Monday, April 22, 2024

Goondiwindi tackles prickly pests

Goondiwindi Regional Council’s rural services team is celebrating a milestone in managing the invasive pest species Willows Cactus.

The team has been working with town residents across the district to remove the invasive pest species from residential areas, and has now removed or treated all known garden plants in Inglewood, Texas and Yelarbon townships.

Council says the team is now turning its attention to remaining specimens in the Goondiwindi town area and will be working with residents this week to remove any reported incidents of the species in local homes and gardens.

Local rural landholders who have found Willows Cactus spreading onto their properties will also have the opportunity to eradicate the species through a subsidised herbicide control program that aims to help the community achieve eradication across the region. There are known outbreaks surrounding Inglewood, Texas and Yelarbon townships.

The program is funded by the state and federal governments as part of the Queensland Feral Pest Initiative (QFPI).

Councillor Susie Kelly holds Council’s rural services portfolio and is encouraging residents to keep up momentum and remain vigilant in eradicating the pest species.

“We need to understand that this is a declared species for a reason,” Cr Kelly said.

“The Willows Cactus has every potential to become as destructive as the Harrisia in our region, so we need to knock this on the head before it becomes too prolific to be controlled.

­“Funding from the QFPI will contribute to the cost of eradicating the cactus from your property, and I want to really encourage local landholders to take up that opportunity and help our region eradicate this pest,” she said.

The Willows Cactus (Cereus Uruguayanus, also commonly known as ‘Cereus’) is a declared species in the Goondiwindi Region and residents must report any incidents to Council.

Cr Kelly said she wanted to thank everyone who had already been proactive in removing Willows Cactus from their property.

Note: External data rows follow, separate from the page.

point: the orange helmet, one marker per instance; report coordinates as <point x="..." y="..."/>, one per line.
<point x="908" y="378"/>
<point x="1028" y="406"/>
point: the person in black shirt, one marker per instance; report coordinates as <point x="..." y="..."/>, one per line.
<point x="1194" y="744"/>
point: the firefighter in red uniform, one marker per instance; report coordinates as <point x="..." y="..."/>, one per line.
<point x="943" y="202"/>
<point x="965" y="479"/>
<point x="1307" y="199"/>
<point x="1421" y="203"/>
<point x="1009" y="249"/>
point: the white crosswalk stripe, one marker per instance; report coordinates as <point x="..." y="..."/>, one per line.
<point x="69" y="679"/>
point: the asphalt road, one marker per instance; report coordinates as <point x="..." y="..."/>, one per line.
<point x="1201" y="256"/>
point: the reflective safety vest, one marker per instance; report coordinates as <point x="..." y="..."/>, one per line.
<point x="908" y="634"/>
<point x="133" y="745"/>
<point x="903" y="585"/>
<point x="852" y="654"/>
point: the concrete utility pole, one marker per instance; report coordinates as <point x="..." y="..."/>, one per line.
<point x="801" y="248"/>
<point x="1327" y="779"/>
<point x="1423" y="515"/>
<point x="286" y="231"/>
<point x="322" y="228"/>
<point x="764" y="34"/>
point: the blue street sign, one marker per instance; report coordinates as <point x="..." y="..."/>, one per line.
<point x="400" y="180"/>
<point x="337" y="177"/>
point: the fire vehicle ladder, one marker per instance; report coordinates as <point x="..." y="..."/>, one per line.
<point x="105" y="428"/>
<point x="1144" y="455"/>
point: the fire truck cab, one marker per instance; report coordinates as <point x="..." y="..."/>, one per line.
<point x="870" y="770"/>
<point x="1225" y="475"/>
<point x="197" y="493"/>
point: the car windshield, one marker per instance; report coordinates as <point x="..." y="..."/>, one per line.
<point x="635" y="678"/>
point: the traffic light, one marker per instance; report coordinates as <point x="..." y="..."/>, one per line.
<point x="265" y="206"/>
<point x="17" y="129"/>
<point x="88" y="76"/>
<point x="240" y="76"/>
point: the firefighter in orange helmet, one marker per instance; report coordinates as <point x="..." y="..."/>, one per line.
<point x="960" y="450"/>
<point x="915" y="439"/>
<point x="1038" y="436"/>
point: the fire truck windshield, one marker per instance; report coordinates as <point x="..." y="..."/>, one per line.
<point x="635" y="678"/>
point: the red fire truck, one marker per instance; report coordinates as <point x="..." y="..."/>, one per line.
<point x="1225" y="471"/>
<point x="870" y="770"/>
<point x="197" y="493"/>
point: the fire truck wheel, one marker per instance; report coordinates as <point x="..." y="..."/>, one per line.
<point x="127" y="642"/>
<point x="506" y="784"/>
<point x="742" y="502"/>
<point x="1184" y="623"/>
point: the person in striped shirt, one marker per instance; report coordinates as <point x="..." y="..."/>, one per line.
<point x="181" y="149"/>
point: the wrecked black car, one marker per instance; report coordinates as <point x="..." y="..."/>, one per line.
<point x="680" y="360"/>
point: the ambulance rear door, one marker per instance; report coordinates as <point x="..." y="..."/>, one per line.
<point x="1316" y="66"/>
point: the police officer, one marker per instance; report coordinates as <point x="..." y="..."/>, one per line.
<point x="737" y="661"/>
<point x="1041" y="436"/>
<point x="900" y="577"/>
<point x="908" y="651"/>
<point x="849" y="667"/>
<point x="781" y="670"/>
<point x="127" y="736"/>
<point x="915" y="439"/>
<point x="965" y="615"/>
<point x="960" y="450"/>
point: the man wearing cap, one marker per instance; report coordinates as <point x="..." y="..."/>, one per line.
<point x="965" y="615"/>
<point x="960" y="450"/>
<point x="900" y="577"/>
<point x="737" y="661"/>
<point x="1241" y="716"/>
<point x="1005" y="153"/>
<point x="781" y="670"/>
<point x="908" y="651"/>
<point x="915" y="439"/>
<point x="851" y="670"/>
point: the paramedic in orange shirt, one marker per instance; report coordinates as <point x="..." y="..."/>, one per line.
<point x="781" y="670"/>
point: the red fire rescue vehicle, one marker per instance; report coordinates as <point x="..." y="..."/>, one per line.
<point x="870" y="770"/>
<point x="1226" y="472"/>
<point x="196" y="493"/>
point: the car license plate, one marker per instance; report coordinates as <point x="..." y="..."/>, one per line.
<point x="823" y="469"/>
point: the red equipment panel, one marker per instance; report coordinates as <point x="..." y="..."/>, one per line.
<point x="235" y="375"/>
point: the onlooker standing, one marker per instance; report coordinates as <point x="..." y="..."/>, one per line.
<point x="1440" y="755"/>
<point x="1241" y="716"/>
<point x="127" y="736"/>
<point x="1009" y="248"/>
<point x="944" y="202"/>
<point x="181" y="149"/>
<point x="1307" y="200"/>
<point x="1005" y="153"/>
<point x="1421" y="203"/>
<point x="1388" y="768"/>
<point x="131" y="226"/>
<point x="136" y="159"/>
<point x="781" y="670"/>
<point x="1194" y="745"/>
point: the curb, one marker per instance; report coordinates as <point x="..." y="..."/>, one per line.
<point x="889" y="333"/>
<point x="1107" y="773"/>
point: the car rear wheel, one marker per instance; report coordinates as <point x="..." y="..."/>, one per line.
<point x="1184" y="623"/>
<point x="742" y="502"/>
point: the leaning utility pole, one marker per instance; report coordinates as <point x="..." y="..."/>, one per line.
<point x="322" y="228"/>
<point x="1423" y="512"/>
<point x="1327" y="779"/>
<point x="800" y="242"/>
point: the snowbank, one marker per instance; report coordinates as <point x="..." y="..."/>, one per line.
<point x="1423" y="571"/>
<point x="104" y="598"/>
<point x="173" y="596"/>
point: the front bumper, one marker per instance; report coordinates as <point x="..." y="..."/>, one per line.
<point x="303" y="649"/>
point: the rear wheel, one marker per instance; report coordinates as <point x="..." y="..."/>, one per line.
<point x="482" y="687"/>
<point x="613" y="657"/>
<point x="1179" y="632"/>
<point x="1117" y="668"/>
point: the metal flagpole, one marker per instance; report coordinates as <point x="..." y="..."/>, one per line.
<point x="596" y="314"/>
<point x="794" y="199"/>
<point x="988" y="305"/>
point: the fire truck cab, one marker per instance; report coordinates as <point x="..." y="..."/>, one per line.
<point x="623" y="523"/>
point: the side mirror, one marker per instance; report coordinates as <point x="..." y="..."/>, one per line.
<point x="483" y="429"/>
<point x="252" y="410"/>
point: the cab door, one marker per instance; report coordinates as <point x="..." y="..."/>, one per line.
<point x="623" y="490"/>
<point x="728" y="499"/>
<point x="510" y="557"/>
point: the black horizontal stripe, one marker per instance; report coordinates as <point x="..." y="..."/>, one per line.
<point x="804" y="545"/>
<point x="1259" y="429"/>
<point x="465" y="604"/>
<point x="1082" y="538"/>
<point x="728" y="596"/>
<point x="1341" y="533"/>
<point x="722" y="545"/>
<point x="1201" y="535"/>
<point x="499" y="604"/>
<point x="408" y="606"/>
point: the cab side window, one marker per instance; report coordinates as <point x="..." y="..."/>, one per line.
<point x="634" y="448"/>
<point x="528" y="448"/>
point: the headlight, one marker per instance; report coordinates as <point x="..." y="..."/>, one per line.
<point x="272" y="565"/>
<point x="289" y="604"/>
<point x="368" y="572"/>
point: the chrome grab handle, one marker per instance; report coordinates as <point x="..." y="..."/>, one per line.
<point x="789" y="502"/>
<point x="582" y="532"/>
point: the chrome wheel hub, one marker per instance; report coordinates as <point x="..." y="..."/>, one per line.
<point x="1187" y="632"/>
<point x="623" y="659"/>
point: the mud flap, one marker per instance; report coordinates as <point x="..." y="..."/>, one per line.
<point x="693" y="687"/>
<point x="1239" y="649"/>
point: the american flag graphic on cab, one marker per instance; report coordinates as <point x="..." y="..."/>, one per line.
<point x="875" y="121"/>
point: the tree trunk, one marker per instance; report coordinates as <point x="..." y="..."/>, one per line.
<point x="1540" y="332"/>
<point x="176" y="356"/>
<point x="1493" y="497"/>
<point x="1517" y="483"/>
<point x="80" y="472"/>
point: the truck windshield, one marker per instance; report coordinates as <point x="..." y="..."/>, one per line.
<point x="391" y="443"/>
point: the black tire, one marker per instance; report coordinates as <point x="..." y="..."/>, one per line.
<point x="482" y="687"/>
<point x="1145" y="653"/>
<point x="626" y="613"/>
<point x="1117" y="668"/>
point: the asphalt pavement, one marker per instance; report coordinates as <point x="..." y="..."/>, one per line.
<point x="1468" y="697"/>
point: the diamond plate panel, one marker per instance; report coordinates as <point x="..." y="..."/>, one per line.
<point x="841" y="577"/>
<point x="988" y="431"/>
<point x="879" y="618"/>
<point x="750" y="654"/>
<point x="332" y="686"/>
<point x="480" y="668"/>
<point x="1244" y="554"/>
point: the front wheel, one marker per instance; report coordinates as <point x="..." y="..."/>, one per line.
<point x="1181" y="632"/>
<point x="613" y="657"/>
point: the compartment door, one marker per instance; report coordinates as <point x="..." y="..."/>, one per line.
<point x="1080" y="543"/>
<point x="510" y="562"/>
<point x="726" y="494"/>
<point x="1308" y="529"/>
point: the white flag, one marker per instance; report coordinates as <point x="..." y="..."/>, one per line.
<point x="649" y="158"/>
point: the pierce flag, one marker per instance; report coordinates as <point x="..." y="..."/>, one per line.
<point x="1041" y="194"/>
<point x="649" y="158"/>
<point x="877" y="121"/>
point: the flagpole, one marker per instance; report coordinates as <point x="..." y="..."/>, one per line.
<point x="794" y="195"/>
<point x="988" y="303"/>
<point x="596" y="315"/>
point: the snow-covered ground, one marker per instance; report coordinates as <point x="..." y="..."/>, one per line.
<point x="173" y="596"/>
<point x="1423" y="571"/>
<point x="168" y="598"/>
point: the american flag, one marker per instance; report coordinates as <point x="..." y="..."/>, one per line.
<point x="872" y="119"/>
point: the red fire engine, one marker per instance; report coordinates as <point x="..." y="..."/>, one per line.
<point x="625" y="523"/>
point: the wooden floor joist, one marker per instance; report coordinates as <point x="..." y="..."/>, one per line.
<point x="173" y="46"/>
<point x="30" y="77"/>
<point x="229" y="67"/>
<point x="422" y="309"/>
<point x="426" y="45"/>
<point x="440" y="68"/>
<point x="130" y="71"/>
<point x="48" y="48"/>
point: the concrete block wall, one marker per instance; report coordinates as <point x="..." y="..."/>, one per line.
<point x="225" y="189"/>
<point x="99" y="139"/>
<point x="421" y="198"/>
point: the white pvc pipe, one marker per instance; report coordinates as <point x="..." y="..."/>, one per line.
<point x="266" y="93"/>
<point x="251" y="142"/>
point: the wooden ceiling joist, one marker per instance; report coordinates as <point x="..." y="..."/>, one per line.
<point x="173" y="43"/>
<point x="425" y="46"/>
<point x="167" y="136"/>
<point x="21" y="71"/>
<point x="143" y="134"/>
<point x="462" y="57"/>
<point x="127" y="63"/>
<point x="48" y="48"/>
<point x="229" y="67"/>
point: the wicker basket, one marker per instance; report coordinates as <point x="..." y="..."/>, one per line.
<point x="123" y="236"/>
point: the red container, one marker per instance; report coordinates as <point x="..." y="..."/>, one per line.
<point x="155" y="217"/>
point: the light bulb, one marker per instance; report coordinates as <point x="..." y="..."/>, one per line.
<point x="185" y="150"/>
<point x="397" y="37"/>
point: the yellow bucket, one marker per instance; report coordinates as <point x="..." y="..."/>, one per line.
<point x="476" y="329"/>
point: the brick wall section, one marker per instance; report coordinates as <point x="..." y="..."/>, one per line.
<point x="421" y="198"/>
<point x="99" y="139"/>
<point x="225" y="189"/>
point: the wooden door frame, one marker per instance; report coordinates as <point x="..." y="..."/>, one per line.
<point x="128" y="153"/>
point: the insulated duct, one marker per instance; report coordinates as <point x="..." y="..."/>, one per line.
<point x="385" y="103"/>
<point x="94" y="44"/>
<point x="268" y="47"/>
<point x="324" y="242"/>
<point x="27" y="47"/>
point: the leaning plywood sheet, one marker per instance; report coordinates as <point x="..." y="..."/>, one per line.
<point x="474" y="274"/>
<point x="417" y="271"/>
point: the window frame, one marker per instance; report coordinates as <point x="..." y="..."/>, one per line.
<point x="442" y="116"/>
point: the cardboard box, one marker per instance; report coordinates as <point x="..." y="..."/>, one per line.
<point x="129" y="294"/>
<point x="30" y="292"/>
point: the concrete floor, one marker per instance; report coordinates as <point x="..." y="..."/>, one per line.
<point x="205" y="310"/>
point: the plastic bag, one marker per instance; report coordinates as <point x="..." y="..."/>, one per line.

“The community response has been really positive so far, with a massive amount of Willows Cactus removed from our local environment already,” she said.

“The specialised disposal bins at the Inglewood and Texas waste facilities had really great uptake and have both been filled. They’ve now been emptied out and returned to site for any last landholders who still have cactus to be removed.

“Our rural services team also found some Willows Cactus that had been disposed of at the Talwood waste facility a few months ago. So we’re conscious that it may have spread around that area, however we’ve had no reports of it – we’re therefore asking local Talwood residents in particular to let us know if they have, or suspect they may have, Willows on their property so we can assist them to remove it.

“Council is relying on residents reporting incidents of the weed so we can work together to eradicate it for our region,” she said.

With spring in the air, Council is also reminding budding urban gardeners of their responsibility to ensure they have no restricted species in their gardens.

“Unfortunately, a lot of the weeds we deal with today, such as Willows and Harrisia, escaped from home gardens onto rural properties and bush land where they take hold,” Cr Kelly said.

“So, we really need town residents to step up as the first line of defence for our region.

“Already, while helping residents to remove Willow Cactus, Council has also come across Bunny ears, Eve’s pin cactus and Devil’s rope pear growing in local gardens.

“We’re reminding residents that these are restricted, invasive species, and that it is illegal to keep, give away, sell or release invasive cacti in Queensland,” she said.